In most businesses, a decision comparable to the one on health care would have a priority that would put it far ahead of vacationing as usual. And where there are no such crises to be faced, few American workers enjoy as much time off as these politicians.
Members of Congress argue predictably that they work long hours when they are in session, and that unquestionably is true. But much of that work time is spent on either meaningless routine or self-promotion for political purposes.
Senators and congressman feel obliged to show up at so many after-work receptions, for example, because they are counting on campaign contributions from the political action committees operated by the hosts.
The congressmen also argue that these many breaks in the process are not vacations but "district days" set aside for meeting with their constituents back home and learning firsthand about their problems. That is often the case, but does anyone imagine these people are going to be spending the entire month of August holding office hours back home?
All of this carping about how much time a senator or House member spends on the job sounds very much like the know-nothingism encouraged by so many radio talk shows these days.
And that is inevitably unfair to many senators and members of the House who work on serious issues and are extremely diligent -- and extremely underpaid considering the skills they bring to their jobs.
But health care reform is not just any issue.
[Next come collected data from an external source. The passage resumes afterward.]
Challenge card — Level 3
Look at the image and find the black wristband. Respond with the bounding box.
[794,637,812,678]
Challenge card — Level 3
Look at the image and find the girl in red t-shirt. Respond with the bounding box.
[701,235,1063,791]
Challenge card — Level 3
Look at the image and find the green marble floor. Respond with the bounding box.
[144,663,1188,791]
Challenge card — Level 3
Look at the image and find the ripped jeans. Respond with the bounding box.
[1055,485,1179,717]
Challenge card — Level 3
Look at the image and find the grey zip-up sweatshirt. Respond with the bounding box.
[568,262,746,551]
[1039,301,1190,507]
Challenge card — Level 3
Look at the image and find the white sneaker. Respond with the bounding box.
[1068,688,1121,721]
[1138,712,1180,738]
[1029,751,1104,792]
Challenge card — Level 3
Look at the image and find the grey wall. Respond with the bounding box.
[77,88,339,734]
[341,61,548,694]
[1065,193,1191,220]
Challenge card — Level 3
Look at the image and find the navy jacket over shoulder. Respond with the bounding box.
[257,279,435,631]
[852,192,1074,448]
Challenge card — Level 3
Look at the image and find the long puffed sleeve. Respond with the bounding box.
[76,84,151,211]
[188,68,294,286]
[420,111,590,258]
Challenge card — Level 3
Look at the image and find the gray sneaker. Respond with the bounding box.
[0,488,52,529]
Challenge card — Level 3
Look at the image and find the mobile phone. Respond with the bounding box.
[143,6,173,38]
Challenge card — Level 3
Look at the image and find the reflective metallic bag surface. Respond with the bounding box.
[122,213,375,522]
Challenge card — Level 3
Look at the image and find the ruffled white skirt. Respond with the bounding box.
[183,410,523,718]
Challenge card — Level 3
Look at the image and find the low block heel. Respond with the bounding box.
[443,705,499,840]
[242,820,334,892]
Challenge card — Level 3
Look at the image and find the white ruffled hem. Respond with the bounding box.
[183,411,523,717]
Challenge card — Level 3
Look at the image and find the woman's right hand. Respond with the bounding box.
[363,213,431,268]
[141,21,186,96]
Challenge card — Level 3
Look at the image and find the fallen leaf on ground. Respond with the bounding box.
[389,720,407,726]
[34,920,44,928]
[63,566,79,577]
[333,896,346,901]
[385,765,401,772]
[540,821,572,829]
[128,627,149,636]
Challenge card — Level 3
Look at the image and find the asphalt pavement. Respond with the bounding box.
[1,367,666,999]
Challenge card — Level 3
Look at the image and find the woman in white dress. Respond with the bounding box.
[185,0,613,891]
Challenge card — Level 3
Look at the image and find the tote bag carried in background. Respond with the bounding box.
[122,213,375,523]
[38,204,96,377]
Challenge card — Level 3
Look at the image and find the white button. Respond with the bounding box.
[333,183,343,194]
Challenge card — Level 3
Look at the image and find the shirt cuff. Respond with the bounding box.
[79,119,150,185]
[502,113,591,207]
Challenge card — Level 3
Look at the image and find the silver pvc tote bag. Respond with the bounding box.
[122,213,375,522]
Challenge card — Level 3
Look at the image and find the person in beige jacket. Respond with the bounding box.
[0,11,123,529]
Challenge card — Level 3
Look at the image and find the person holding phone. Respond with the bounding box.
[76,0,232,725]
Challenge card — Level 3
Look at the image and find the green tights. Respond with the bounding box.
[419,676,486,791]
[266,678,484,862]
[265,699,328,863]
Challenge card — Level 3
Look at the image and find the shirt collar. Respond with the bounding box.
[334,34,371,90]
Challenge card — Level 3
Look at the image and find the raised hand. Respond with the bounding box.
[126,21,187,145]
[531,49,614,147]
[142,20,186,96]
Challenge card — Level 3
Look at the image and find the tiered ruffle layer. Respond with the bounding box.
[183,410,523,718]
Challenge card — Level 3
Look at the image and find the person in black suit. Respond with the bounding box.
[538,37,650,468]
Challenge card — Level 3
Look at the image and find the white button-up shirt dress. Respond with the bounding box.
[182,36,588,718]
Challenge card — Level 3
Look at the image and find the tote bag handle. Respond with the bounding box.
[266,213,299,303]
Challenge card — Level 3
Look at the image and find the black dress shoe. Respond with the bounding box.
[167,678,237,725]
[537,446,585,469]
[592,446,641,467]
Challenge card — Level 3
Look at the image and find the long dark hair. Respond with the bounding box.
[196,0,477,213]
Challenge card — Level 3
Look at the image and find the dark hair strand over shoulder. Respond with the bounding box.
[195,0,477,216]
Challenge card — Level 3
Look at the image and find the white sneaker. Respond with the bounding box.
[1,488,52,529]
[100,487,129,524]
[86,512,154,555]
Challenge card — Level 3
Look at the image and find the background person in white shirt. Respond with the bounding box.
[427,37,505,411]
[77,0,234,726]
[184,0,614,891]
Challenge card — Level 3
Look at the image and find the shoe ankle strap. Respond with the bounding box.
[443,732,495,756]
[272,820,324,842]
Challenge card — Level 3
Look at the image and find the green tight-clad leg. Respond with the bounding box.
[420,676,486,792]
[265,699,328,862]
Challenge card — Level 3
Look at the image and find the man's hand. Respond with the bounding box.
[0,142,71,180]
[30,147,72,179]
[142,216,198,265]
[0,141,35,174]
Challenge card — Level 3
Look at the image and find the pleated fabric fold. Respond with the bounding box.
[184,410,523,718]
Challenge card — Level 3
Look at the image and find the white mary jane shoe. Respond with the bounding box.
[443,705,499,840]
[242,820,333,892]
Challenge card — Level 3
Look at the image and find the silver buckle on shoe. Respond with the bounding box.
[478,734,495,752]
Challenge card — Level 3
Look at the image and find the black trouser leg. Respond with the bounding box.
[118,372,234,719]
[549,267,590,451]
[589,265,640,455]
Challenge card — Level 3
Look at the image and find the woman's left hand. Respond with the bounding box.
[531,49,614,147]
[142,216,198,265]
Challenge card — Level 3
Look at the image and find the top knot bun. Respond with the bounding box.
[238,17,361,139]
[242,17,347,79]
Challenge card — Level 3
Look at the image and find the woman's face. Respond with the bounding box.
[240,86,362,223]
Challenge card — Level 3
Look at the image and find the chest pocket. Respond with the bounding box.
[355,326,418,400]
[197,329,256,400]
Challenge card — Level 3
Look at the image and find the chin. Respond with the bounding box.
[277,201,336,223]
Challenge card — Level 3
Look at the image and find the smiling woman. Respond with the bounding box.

It is one of the things voters wanted to see accomplished -- although not necessarily in just the way Bill Clinton has proposed -- when they voted for change in the 1992 campaign by turning out an incumbent clearly uninterested in domestic policy questions.
So it is fair to say that the ability of the system to work is being tested by the health care question.
Nor is this just any time. The cynicism with which Americans regard all institutions and government in particular seemed to be suspended -- at least for the moment -- during the 1992 campaign when the presidential debates drew unprecedented audiences and the turnout actually increased for the first time since 1960.
But there are clear indicators in recent opinion surveys that the doubts have returned and in some cases perhaps been reinforced by the performance of both Clinton and Congress over the last 18 months.
Members of Congress aren't going to solve that problem by working through the August recess. And they are entitled to some time off for a vacation just like anyone else.
But that is not the same as saying that the timetable for health care reform should be driven by the timetable for Congress-as-usual.